When you replace a boiler or add a zone, the question is whether the connected radiation can actually emit the heat the boiler makes — and at what water temperature. This calculator converts fin-tube baseboard footage and cast-iron EDR into total Btu/h output at your design water temperature and compares it against the boiler’s net output so you can confirm the system is balanced.

How it works

Fin-tube output depends strongly on average water temperature, so the tool scales a 180°F baseline rating by a temperature factor. Cast-iron radiators are rated by EDR at a standard 150 Btu/h per square foot:

fintube_btu  = baseboard_ft × 580 × temp_factor(avg_water_T)
castiron_btu = EDR_sqft × 150
total_rad    = fintube_btu + castiron_btu
balance      = compare total_rad against boiler net IBR output

The temperature factor is roughly 1.0 at 180°F, about 0.78 at 160°F, and near 0.55 at 140°F — which is why condensing low-temperature designs need far more baseboard for the same heat.

Why average water temperature matters so much

The Btu output of fin-tube baseboard is not a fixed number — it falls sharply as you lower the supply temperature. This matters enormously when you replace an old atmospheric boiler (typically designed for 180°F) with a condensing unit that you want to run at 130–150°F to maximise efficiency. A baseboard element rated at 580 Btu/h per foot at 180°F average water might deliver only 320 Btu/h per foot at 140°F average — barely more than half. If the existing radiation was sized tightly for 180°F, you may need to add baseboard footage before dropping the water temperature.

Average water temperatureApprox. output per foot (3/4” fin-tube)
200°F~720 Btu/h
180°F~580 Btu/h (baseline)
160°F~450 Btu/h
140°F~320 Btu/h
120°F~200 Btu/h

These are illustrative figures for a typical residential fin-tube element; always check the manufacturer’s rating table for the specific product.

Worked example

Forty feet of 3/4 inch fin-tube at 180°F gives about 40 × 580 = 23,200 Btu/h. Add three cast-iron radiators totalling 60 square feet EDR — another 60 × 150 = 9,000 Btu/h — and the connected radiation is roughly 32,200 Btu/h. A boiler with a 34,000 Btu/h net IBR output matches that comfortably.

Now suppose you want to switch to a condensing boiler at 150°F average water. The fin-tube output drops to roughly 40 × 390 = 15,600 Btu/h plus the same 9,000 from cast-iron, totalling about 24,600 Btu/h. You would need to verify the building heat loss is below that figure before committing to the lower setpoint, or add additional baseboard to cover the gap.

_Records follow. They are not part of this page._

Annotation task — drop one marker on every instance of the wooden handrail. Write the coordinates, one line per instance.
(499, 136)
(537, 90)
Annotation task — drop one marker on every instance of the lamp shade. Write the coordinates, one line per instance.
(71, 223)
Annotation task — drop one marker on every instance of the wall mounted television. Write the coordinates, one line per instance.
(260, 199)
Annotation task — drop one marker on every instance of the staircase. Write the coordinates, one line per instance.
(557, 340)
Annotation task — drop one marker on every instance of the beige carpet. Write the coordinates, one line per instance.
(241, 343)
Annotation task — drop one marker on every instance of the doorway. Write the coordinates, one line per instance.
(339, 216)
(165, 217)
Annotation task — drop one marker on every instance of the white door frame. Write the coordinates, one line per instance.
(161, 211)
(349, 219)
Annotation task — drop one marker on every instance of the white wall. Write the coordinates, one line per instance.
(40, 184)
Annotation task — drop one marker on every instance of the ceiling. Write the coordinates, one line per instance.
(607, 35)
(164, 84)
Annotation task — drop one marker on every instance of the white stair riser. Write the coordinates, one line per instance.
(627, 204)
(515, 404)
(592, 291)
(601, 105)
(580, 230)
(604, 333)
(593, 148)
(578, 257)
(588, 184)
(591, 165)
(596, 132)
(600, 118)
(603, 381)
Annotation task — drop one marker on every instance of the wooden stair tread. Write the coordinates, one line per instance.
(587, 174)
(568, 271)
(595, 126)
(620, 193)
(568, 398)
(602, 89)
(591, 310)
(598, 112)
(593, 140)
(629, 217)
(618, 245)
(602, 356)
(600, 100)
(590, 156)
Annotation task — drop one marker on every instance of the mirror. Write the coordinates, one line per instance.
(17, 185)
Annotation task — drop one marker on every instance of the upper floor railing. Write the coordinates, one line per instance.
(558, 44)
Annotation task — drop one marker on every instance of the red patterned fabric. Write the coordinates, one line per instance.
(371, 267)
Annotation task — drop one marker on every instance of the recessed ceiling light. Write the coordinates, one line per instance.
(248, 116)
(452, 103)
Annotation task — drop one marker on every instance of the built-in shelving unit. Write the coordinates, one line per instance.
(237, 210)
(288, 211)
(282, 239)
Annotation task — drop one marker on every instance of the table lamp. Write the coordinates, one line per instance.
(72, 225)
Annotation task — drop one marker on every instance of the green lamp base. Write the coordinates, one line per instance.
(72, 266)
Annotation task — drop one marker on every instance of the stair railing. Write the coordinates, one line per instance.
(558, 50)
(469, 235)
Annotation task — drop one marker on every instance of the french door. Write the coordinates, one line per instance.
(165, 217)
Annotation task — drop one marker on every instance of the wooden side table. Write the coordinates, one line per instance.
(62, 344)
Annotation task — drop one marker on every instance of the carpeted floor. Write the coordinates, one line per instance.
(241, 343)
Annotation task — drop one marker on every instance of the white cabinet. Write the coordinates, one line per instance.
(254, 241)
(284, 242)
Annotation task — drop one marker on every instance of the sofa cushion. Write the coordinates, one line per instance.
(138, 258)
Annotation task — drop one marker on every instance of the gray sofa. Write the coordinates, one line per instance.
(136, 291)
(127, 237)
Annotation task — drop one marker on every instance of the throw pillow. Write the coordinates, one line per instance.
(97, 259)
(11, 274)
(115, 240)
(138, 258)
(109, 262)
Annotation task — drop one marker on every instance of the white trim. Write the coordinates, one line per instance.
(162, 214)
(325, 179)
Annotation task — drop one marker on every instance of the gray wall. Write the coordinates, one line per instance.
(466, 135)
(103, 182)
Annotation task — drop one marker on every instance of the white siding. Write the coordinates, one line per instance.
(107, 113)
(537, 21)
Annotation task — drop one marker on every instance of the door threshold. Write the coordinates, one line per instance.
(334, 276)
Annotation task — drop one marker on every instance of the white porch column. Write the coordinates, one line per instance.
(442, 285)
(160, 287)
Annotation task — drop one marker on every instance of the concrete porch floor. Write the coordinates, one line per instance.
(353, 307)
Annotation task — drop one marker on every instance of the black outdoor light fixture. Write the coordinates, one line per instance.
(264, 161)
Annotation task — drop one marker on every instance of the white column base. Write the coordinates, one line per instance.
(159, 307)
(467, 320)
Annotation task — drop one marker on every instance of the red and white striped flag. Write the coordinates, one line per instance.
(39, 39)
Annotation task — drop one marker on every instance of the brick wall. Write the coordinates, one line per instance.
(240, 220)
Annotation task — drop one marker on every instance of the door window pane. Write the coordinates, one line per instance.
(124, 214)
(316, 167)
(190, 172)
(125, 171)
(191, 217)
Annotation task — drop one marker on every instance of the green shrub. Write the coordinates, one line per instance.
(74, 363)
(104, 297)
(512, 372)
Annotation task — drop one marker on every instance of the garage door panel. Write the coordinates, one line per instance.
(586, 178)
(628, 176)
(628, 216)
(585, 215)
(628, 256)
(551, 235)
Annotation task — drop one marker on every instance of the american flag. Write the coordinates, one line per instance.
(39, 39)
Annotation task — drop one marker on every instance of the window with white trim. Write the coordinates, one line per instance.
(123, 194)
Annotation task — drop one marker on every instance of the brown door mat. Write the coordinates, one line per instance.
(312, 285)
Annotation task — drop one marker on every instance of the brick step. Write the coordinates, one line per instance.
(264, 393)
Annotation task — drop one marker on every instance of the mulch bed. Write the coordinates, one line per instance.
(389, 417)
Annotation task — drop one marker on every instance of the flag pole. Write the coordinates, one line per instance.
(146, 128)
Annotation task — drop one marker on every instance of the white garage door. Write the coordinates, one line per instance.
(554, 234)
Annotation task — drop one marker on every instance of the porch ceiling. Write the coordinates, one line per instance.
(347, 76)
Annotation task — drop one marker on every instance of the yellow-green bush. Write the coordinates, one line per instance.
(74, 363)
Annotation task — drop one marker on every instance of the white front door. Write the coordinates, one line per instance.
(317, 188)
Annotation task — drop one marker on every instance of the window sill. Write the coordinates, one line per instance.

Tips for plumbers and hydronics techs

  • Always size the boiler from a room-by-room heat-loss calculation (Manual J or equivalent), not from the connected radiation. Radiation can be oversized from a previous boiler; using it as the sizing anchor perpetuates oversizing.
  • Net IBR output — not gross input, not the nameplate Btu — is the figure to match against radiation.
  • Short-cycling from an oversized boiler accelerates heat exchanger wear and hurts efficiency more than a slightly undersized unit would.
  • Mixed systems (fin-tube plus cast-iron) are common in older homes. Because cast-iron output is less sensitive to water temperature, it can carry a larger share of the load when you drop the setpoint.